Дни убегают один за другим, вырастают в недели, выстраиваются в месяцы. Она живет в Швеции уже почти три года, а что она тут знает? Свое удобное жилище, прекрасный сад, дорогу до соснового бора, куда водит гулять Ингу? Даже в Стокгольм, а до него неполный час езды, она приезжает только в тех случаях, когда нужно купить новое платье, пальто или обувь. И всегда вместе с дочерью. Притом выносить внучку больше двух часов бабушка не в состоянии. Все представления о новой родине почерпнуты из телевизионных передач и поэтому носят довольно плакатный характер. У нее создается впечатление, что она единственный угнетенный человек в этой насквозь демократической стране.

Рождается сын. И тогда она впервые поднимается на борьбу против единовластия Ивара и одерживает первую победу, пускай даже иллюзорную. Кто может догадаться, что шведское имя Ян на самом деле задумано как латышское Янис. Успех маленькой хитрости вдохновляет ее на новый бунт, и она высказывает мужу много гневных слов о своем положении рабыни.

Ивар совершенно убит. Он всегда считал себя идеальным мужем, тружеником, который не покладая рук печется о благе семьи. Как неуместны эти упреки, как несправедливы, особенно сегодня, когда он приготовил жене сюрприз: купил ей машину, потратив на это сэкономленную двухгодичную зарплату служанки.

Ивар растерян. Двухлетняя Инга тоже с испугом переводит глаза с разбитого вдребезги чайника на безудержно рыдающую мать.

Он осторожно кладет ей на плечо руку, она ее стряхивает. Он пробует ее поцеловать, она выбегает из комнаты. Тогда Ивар объясняет дочери, что нужно взять маму за ручку и вывести в сад.

Только тут до нее доходит, как чудовищно несправедливо она обошлась с мужем. Перед калиткой в лучах заходящего солнца сверкает совершенно новенькая малолитражка. Ее собственная машина. Ключ от тюрьмы о четырех колесах и со знаменитым на весь мир мотором «Волво». В порыве девичьего восторга она подбегает к машине, садится в нее, включает скорость и срывается с места. Но через несколько километров спохватывается и поворачивает назад. Муж, посадив дочку на плечи, по-прежнему стоит перед калиткой.

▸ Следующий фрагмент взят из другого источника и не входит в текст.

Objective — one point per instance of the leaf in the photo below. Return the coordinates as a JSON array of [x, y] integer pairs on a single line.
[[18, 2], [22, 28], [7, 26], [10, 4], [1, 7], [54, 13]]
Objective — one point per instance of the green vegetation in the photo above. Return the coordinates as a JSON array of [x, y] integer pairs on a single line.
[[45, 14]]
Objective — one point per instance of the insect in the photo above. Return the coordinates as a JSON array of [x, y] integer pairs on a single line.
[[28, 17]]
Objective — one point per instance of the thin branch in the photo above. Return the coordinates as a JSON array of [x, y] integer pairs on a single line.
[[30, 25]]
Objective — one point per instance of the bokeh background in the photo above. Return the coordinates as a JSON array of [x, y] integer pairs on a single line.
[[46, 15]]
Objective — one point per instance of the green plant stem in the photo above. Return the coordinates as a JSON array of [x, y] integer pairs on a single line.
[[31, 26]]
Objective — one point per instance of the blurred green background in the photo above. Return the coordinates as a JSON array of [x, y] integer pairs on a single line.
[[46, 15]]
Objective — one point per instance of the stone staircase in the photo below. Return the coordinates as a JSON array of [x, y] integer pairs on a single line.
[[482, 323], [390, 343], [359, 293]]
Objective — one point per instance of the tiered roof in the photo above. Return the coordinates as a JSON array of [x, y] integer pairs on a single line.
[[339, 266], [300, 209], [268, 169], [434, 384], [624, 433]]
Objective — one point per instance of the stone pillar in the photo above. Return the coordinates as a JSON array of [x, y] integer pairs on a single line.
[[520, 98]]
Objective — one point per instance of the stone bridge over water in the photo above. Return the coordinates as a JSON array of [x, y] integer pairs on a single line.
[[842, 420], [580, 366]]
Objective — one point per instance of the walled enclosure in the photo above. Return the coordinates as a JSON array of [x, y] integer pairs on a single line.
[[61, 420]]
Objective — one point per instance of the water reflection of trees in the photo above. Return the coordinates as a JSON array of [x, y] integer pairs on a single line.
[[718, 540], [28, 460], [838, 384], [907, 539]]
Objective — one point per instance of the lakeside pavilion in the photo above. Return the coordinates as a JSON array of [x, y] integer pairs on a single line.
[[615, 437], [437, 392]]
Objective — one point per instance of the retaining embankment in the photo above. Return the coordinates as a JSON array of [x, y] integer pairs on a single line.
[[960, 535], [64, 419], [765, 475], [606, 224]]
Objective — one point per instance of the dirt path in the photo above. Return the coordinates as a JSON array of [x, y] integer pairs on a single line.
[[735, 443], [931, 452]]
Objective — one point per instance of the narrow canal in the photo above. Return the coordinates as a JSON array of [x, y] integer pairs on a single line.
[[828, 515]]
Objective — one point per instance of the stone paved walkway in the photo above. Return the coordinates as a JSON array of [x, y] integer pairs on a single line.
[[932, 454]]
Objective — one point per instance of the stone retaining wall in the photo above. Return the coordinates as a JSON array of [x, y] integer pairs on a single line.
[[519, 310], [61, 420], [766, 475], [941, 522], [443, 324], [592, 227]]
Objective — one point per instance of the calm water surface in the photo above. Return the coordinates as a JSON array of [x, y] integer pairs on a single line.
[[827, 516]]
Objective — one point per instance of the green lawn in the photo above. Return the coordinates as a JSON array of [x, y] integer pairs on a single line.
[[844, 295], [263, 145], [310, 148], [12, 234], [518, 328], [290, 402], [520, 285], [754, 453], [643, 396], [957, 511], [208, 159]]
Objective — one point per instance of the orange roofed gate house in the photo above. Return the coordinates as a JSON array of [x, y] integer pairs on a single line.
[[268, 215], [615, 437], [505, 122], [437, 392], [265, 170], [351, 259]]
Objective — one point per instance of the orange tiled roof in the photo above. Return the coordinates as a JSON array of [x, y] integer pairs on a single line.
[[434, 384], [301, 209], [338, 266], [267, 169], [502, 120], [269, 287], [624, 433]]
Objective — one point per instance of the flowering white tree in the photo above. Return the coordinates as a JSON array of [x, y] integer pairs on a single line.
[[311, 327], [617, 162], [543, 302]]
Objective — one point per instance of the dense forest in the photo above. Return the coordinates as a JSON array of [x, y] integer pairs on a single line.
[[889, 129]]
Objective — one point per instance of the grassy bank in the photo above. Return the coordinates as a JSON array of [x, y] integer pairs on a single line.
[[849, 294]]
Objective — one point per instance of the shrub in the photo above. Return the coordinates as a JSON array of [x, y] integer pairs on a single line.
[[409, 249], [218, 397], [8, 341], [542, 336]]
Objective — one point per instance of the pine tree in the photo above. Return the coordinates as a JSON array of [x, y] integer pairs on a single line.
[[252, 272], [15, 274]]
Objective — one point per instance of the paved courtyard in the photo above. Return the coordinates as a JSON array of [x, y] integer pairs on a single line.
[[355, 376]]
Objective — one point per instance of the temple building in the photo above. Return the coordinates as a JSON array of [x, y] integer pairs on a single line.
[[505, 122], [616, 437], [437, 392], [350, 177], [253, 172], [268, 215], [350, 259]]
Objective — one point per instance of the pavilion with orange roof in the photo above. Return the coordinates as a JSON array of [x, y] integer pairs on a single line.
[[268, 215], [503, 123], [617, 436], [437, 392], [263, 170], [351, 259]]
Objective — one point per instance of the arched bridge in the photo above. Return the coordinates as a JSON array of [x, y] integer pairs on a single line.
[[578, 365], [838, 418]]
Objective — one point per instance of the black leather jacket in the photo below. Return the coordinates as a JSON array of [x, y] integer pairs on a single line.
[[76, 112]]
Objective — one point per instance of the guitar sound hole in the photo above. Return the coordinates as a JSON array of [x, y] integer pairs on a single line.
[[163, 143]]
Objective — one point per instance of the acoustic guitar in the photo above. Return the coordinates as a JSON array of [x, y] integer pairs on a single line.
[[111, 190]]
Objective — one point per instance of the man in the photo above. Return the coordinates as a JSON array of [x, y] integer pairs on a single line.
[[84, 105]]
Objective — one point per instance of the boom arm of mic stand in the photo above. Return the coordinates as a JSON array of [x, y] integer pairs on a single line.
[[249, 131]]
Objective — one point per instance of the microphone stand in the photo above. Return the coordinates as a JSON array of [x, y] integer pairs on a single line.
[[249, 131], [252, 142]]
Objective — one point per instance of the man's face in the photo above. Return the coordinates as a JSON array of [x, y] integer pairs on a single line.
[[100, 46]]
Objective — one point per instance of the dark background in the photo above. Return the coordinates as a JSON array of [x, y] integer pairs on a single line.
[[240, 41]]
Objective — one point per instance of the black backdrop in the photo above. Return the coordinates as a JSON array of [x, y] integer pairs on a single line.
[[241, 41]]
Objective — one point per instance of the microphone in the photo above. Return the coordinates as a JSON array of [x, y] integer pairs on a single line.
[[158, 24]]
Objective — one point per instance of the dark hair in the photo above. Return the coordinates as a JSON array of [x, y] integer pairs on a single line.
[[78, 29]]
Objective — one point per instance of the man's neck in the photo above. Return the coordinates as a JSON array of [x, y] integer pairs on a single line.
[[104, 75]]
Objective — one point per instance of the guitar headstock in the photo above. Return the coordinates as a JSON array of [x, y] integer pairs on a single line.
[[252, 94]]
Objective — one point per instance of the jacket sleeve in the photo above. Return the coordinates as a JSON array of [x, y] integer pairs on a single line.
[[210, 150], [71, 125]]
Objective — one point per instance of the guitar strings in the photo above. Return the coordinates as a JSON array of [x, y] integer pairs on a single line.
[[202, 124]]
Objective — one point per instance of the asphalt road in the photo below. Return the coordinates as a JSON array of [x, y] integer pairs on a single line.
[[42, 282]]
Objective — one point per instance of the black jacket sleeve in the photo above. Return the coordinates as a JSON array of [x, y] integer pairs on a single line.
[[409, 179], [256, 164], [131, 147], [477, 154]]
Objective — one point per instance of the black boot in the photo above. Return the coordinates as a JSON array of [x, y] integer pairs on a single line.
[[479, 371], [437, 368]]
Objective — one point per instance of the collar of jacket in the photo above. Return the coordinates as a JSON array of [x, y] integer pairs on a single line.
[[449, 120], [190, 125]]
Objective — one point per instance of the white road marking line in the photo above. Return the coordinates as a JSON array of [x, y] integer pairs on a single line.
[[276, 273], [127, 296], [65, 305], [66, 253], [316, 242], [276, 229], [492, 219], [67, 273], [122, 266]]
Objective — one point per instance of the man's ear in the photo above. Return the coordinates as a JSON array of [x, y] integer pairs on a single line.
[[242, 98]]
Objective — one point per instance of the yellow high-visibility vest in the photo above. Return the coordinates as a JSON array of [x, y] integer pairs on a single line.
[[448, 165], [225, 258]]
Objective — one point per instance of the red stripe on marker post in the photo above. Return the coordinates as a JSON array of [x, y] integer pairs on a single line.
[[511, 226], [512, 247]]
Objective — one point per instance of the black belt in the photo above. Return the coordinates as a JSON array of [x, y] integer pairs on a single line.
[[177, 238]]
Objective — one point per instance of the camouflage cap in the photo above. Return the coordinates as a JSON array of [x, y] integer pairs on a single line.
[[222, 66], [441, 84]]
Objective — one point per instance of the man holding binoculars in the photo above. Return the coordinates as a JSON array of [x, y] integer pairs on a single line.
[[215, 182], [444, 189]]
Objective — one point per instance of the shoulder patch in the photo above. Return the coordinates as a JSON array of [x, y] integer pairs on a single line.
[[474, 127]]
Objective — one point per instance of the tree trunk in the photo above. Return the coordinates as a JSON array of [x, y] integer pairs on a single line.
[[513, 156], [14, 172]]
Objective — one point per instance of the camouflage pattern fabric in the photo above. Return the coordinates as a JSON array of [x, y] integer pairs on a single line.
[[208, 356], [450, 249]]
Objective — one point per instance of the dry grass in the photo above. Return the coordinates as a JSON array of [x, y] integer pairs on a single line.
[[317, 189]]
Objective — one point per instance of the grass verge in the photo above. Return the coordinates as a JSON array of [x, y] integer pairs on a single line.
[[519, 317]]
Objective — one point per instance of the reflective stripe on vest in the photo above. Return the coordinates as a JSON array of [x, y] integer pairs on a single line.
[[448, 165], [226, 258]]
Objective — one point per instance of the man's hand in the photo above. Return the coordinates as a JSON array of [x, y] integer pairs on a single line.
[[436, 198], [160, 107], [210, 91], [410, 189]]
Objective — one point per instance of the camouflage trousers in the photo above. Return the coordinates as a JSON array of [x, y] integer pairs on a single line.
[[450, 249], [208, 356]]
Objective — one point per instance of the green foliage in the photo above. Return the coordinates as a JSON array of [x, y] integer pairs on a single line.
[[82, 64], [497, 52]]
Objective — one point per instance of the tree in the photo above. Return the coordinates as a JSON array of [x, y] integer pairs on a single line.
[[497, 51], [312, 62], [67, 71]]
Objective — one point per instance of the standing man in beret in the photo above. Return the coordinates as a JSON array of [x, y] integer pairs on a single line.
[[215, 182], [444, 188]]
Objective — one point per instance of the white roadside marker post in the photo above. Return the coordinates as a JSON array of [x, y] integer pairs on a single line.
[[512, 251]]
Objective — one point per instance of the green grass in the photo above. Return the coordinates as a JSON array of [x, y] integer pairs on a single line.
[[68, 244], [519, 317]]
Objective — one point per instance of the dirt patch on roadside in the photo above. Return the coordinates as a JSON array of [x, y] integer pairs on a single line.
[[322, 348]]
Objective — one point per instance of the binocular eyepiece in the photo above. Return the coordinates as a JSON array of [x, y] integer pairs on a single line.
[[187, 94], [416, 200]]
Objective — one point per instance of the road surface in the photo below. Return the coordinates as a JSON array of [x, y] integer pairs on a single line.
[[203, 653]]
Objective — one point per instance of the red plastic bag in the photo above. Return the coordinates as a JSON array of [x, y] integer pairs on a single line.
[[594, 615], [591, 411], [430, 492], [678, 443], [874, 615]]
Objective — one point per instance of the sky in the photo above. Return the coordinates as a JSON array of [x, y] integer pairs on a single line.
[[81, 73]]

Да, шаг за шагом она учится понимать, что деньги имеют колоссальную власть, о которой в своей прежней жизни она не подозревала, поскольку у нее никогда не было денег. Здесь, наоборот, есть смысл их копить. Но как втолковать это ребенку, который пока еще руководствуется только чувствами.

Наверно, она сама до конца не убеждена в правоте своих новых воззрений, иначе гораздо легче справилась бы с пятилетней дочкой. Голос рассудка звучит не совсем искренне, роль освоена пока что механически. От этого страдает ребенок.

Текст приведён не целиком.